New Jersey remains among the states with the highest foreclosure rates in the country. Assemblywoman Britnee N. Timberlake authored a bill to create equity in the foreclosure process by helping residents to be more competitive during sheriff sales.
This bill titled the “Community Wealth Preservation Program,” will allow families to purchase at the sheriff’s sale with a 3.5% down payment instead of 20%. It also increases the time for families to pay the remaining balance from 30 to 90 business days. The bill provides a lane to finance the home at a sheriff’s sale, a process currently dominated by cash buyers with deep pockets.
“This bill addresses structural change in the foreclosure process that has resulted in the hemorrhaging of generational wealth and NJ leading the USA in foreclosures. For centuries, businesses have owned most black and brown communities and have recently begun owning many residential homes in suburban neighborhoods. This bill gives New Jersey residents who may not have hundreds of thousands of dollars cash on hand a chance to capture a home at the sale and to live in a neighborhood they know and love. It also indirectly encourages banks to offer better solutions to keep people in their homes before foreclosure. It also creates a new line of mortgage lending for banks as they currently finance less than 1% of sheriff sales. I am asking Governor Phil Murphy to stand with me as he has in the past, along with over 150 organizations in support of minimizing the racial wealth gap and the foreclosure stats by fully signing this bill into law,” said Assemblywoman Timberlake.
Timberlake, the bill’s primary author, began to pen this law four years ago when first sworn into the Assembly.
At the press conference, Newark Mayor Ras Baraka, the President of the Urban Mayor’s Association,clearly stated, “This bill allows residents to hold onto their wealth which is particularly important given the large wealth gap in the state of New Jersey.” Currently, the City of Newark has 77 homes listed for sale in foreclosure.
“It’s important for us to recognize the fact that homeownership is one of the biggest assets that we will accumulate in our lifetime, and any effort to preserve homeownership and generational wealth should be supported,” said Mayor Adrian Mapp of Plainfield, Vice President of the Urban Mayor’s Association.
“We are urging our Governor and delegation to stand behind Assemblywoman Timberlake to make sure that this bill is signed into law,” East Orange Mayor Ted Greenstated.
Orange Mayor Dwayne Warren said, “This bill gives people a leg up to compete in the bidding process against corporate buying of properties.”
“It is so important that we work to ensure that community members have the tools to stay in their homes,” said Roselle Mayor Donald Shaw.

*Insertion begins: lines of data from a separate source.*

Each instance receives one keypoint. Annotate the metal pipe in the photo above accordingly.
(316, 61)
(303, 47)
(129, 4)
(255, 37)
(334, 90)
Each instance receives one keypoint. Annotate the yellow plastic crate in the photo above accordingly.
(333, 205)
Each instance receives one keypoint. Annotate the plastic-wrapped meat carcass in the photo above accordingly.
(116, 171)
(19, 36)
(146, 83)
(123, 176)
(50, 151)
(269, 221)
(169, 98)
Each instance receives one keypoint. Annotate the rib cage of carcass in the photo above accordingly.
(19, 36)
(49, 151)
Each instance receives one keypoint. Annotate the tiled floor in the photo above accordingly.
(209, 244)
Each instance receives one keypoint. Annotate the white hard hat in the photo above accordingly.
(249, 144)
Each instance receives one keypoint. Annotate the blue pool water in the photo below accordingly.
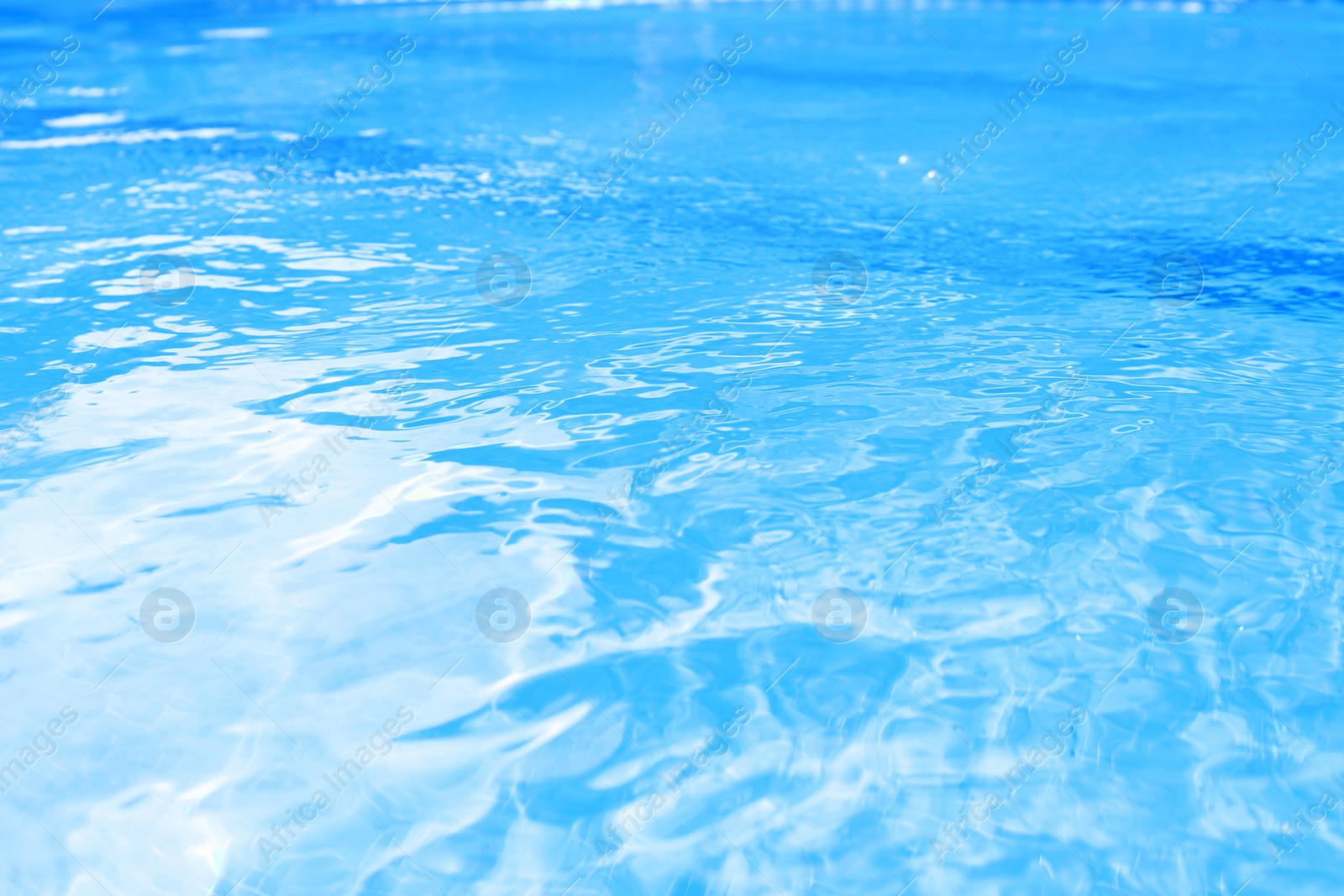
(490, 449)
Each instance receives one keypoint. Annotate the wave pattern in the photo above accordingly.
(421, 513)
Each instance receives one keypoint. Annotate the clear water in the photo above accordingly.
(1001, 438)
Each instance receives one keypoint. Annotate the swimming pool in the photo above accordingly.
(506, 448)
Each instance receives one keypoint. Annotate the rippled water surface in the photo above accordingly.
(407, 504)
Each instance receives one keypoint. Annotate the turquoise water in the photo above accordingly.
(514, 449)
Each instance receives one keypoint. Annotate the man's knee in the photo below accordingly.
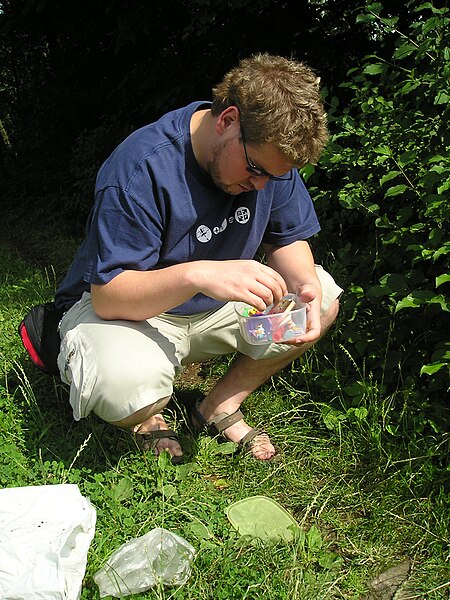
(142, 415)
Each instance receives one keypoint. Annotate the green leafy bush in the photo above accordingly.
(382, 196)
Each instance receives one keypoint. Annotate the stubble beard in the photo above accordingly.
(214, 172)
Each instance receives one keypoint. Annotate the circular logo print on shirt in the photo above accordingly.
(203, 233)
(242, 214)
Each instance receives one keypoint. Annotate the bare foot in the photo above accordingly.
(157, 423)
(261, 446)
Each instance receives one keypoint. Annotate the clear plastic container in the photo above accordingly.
(283, 324)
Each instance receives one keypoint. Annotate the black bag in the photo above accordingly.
(40, 336)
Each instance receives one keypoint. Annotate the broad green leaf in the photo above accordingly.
(314, 539)
(442, 279)
(389, 176)
(365, 18)
(432, 369)
(404, 50)
(374, 69)
(361, 413)
(123, 489)
(375, 7)
(408, 302)
(383, 150)
(396, 190)
(442, 98)
(444, 187)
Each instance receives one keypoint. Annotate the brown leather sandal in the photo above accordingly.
(152, 438)
(217, 426)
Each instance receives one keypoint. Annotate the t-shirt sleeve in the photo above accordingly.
(292, 217)
(123, 235)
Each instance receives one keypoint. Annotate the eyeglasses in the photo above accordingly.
(254, 170)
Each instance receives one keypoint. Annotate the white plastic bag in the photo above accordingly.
(45, 533)
(159, 556)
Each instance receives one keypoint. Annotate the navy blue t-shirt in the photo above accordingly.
(155, 207)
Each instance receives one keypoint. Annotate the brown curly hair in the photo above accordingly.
(279, 103)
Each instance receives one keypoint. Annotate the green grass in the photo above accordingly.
(369, 493)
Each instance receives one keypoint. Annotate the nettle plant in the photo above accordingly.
(382, 193)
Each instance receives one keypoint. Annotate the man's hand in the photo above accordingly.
(311, 296)
(240, 280)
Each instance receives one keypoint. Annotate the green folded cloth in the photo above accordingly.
(262, 518)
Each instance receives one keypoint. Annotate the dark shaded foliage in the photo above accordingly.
(80, 75)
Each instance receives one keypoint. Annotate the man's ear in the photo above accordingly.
(228, 118)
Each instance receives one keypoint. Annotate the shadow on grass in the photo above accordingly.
(51, 434)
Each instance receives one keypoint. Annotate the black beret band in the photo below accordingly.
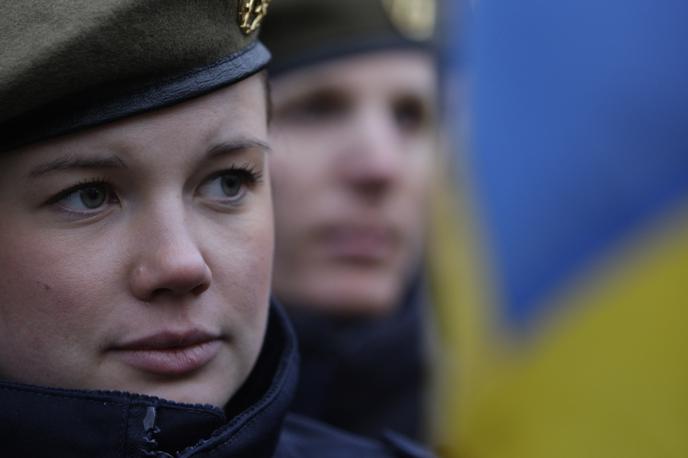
(99, 105)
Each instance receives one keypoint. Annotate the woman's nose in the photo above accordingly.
(169, 264)
(374, 162)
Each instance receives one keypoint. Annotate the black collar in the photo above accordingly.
(42, 422)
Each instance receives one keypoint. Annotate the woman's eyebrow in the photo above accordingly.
(75, 162)
(237, 146)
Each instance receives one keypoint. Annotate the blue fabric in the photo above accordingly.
(565, 93)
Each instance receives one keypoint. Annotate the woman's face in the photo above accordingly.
(136, 256)
(355, 144)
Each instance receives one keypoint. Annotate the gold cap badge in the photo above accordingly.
(251, 14)
(413, 18)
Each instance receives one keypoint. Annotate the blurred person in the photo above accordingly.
(137, 239)
(569, 334)
(353, 86)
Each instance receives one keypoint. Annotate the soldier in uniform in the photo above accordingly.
(137, 238)
(353, 87)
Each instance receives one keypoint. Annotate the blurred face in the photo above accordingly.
(355, 146)
(136, 256)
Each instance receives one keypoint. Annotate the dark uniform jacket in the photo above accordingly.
(367, 376)
(41, 422)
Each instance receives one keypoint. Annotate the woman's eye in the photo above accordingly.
(86, 198)
(229, 186)
(410, 114)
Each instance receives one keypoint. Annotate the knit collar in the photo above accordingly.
(39, 421)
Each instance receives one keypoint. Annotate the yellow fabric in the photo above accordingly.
(606, 377)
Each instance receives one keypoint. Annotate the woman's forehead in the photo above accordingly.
(233, 115)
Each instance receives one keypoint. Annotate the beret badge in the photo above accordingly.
(413, 18)
(251, 14)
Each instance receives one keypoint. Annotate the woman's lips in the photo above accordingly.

Larry Hamm, CEO of the People’s Organization for Progress was there taking a stance for the other 150 organizations in support said, “This bill gives people who are facing foreclosure every opportunity possible to hold onto their homes. There is no other event outside an act of physical violence more devastating to see than someone being evicted from their home.”
Assemblywoman Timberlake has met with the Governor’s team members several times. She has often offered to address the Governor’s concerns in a clean-up bill that she drafted with various stakeholders for and against the bill over the summer. She asks for the clean-up bill to go into effect on the same day as the original bill. Currently, the bill remains on Governor Murphy’s desk awaiting his decision to either sign the bill and work with her on this clean-up bill or veto the bill conditionally. Supporters and sponsors of the bill believe a conditional veto will likely cause the bill to die in the legislature due to special corporate interest lobbying efforts against the bill. In contrast, a clean-up bill would benefit all parties for and against the bill.